Equivalences of skeletal categories are isomorphisms As explained here, equivalent skeletal categories are isomorphic. In my attempt to prove this fact, I started with skeletal categories $C$ and $D$ and equivalence functors $F: C \to D$ and $G:D \to C$ with $FG \simeq 1_D$ and $GF \simeq 1_C$. Via the natural isomorphisms, one obtains that both $FG$ and $GF$ are bijective on morphisms and fix objects (the former because each functor is fully faithful and the latter because for example $FGd \simeq d$ and so $FGd = d$, as $D$ is skeletal). My intention then was to see that both $GF$ and $FG$ are the corresponding identity functors, but in view of the aforementioned proof, it is not clear to me wether $F$ and $G$ are inverses, even though both functors are invertible. Does this hold?

It does not hold. There certainly exist pairs of mutually quasi-inverse equivalences between skeletal categories which are not strict inverses.

A good test case is that your categories are groups, which are always skeletal. An equivalence between groups $f:G\to H$ seen as categories is indeed just an isomorphism, but a map $g:H\to G$ is a quasi-inverse if and only if $gf$ and $fg$ are naturally isomorphic, that is, conjugate, to the appropriate identities.

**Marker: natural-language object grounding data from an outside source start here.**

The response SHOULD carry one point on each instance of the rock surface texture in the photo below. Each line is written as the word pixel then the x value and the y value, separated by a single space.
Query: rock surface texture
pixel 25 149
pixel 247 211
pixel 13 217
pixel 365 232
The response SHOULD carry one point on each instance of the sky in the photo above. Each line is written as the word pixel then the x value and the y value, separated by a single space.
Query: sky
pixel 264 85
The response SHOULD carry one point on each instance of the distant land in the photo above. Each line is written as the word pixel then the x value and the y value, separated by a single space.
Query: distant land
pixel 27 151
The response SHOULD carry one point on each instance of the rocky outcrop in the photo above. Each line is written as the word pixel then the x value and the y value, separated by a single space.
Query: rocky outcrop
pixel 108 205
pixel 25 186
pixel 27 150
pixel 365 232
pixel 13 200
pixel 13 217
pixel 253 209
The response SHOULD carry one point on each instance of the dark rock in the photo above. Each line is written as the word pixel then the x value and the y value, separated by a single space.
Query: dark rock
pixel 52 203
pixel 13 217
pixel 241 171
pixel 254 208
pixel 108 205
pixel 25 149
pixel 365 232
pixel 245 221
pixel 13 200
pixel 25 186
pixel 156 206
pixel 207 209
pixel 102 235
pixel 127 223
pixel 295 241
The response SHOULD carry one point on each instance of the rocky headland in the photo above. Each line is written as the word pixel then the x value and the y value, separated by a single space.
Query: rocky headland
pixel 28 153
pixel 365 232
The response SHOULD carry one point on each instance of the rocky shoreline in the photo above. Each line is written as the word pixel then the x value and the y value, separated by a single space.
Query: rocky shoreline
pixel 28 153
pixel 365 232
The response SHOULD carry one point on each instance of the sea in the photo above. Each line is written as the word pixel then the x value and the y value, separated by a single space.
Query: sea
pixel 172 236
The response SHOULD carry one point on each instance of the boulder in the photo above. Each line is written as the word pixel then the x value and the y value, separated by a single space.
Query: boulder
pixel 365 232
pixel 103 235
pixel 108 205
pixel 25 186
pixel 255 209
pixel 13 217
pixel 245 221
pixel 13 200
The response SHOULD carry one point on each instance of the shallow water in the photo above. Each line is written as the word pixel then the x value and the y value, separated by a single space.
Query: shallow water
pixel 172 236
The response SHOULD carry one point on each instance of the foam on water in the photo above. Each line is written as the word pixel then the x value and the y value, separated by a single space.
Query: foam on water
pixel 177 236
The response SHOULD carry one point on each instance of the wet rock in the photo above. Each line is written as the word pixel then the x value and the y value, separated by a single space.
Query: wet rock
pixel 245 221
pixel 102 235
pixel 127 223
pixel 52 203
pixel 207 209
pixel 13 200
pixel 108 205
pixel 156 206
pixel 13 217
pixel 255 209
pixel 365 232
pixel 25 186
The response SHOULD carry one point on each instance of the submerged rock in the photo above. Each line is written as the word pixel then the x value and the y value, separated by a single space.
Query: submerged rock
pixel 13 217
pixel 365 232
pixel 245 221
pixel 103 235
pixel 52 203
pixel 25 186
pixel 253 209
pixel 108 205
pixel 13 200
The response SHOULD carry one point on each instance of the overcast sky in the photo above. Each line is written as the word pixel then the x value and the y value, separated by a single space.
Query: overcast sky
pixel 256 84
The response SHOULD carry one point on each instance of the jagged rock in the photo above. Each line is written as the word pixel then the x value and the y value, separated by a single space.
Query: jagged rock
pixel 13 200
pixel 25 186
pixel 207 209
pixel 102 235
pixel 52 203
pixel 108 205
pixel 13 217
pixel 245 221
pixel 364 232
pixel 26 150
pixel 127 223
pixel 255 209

So if $G=H$ and $f=\mathrm{id}_G$, then $g$ can be any endomorphism of $G$ which is conjugate to the identity. More concretely, $g$ can be any inner automorphism.

So you can think of the indeterminacy in choice of your $G$ given $F$ as analogous to this. In short, there's no reason you should have $GF$ and $FG$ identities. You have to choose $G$ carefully, given $F$, to find the strict inverse.